Development and validation of deep learning for predicting the growth of ovarian cancer organoids.

Background: Organoids have attracted enormous interest in disease modeling, drug screening, and precision medicine. However, developing robust patient-derived organoids (PDOs) was time-consuming, costly, and had low success rates for certain cancer types, which limited their clinical utility. This study aimed to develop an interpretable deep learning-based model to predict the cultivation outcome of ovarian cancer organoids in advance.

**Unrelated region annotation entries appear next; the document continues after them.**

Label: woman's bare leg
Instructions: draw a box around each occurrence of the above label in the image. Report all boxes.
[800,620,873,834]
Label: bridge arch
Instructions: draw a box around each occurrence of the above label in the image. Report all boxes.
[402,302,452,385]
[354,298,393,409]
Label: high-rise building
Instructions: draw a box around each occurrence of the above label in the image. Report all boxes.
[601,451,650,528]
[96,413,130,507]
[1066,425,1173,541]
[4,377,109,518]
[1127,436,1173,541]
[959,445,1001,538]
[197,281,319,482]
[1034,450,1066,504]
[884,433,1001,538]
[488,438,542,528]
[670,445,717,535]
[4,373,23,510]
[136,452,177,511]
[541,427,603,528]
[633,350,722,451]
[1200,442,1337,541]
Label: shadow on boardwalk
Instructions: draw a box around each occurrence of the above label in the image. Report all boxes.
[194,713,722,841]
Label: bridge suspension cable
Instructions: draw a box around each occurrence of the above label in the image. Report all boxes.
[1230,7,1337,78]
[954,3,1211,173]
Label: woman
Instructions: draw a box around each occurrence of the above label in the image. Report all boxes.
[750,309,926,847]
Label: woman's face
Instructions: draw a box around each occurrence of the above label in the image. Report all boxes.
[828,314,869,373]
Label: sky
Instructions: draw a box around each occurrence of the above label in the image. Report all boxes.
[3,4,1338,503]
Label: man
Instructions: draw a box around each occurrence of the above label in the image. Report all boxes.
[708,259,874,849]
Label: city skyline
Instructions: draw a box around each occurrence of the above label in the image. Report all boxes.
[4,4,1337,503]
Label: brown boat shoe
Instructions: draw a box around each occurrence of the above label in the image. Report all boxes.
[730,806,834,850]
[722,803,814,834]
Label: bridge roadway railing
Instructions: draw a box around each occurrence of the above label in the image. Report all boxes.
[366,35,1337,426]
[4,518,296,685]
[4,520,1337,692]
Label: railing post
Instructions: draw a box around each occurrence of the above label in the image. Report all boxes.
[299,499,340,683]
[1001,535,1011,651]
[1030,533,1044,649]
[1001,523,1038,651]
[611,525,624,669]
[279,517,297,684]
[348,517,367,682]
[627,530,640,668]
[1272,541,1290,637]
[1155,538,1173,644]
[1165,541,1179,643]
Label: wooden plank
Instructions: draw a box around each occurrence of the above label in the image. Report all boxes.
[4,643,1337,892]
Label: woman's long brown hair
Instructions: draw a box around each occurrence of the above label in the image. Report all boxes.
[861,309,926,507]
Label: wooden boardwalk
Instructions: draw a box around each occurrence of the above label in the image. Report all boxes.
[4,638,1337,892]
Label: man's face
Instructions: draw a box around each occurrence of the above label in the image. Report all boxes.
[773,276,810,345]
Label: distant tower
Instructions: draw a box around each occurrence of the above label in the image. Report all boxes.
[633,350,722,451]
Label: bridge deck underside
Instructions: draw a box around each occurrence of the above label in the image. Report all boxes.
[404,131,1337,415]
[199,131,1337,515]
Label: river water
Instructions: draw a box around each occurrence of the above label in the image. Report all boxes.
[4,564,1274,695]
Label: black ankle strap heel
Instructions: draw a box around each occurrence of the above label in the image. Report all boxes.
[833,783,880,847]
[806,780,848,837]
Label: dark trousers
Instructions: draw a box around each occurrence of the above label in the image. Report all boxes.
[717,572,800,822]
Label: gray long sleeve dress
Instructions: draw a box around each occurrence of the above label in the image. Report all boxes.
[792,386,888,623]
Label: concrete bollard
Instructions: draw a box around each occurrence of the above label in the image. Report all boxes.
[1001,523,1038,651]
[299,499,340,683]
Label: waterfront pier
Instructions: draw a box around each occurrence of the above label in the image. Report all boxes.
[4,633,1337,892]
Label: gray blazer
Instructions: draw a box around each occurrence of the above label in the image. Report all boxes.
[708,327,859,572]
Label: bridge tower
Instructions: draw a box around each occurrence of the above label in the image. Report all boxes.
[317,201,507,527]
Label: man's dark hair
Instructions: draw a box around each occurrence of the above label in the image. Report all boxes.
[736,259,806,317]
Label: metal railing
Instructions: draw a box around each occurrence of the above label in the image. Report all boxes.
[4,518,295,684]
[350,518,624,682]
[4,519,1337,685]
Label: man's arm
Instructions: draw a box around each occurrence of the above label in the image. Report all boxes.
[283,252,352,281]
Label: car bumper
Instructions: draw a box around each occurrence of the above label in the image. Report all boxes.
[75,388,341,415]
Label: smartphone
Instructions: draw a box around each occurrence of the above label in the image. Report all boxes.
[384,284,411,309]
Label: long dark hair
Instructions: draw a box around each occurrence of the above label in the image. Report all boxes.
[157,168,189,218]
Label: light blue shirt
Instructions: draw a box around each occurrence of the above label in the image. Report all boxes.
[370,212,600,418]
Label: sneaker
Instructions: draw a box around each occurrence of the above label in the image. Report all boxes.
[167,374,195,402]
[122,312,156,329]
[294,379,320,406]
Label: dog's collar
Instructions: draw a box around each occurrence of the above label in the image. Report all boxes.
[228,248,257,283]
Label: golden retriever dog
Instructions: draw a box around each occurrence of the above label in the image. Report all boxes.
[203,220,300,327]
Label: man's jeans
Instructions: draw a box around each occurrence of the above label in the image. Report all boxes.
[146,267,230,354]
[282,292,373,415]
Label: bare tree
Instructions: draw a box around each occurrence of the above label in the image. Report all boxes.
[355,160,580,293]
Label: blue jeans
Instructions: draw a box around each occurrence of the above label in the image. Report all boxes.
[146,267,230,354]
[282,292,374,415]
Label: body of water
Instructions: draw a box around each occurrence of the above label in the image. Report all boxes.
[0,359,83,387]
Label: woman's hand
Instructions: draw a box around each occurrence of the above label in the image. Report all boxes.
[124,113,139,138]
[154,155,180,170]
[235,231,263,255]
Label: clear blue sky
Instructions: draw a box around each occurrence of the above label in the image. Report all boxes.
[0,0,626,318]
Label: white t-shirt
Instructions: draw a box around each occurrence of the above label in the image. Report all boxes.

Methods: Longitudinal microscopy images of 517 ovarian cancer organoid droplets were divided into training (n = 325), validation (n = 88), and test (n = 104) sets. Subsequently, growth prediction models were developed based on four neural network backbones (ResNet18, VGG11, ConvNeXt v2, and Swin Transformer v2), and specific optimization methods were designed for better prediction. Finally, 179 samples from multiple centers were collected for prospective validation, and the gradient-weighted class activation mapping (Grad-CAM) method was used for interpretability analysis of the deep model to reveal the basis of the model's decisions.

Results: The test set showed that the deep learning models could achieve high-performance prediction at the third stage with area under the curve (AUC) values greater than 0.8 for all four models. The homogeneous transfer learning optimization method improved the AUC from 0.833 to 0.884 (P = 0.0039). In prospective validation, the optimized model achieved an AUC of 0.832, a Brier score of 0.1919 in the calibration curve, and a greater net benefit in the decision curve. Interpretability analysis revealed that the area where organoids are being formed and have already formed is important for prediction.

Conclusions: Our developed models achieved satisfactory results in predicting the growth of ovarian cancer organoids. There is potential for further development of the model toward process automation.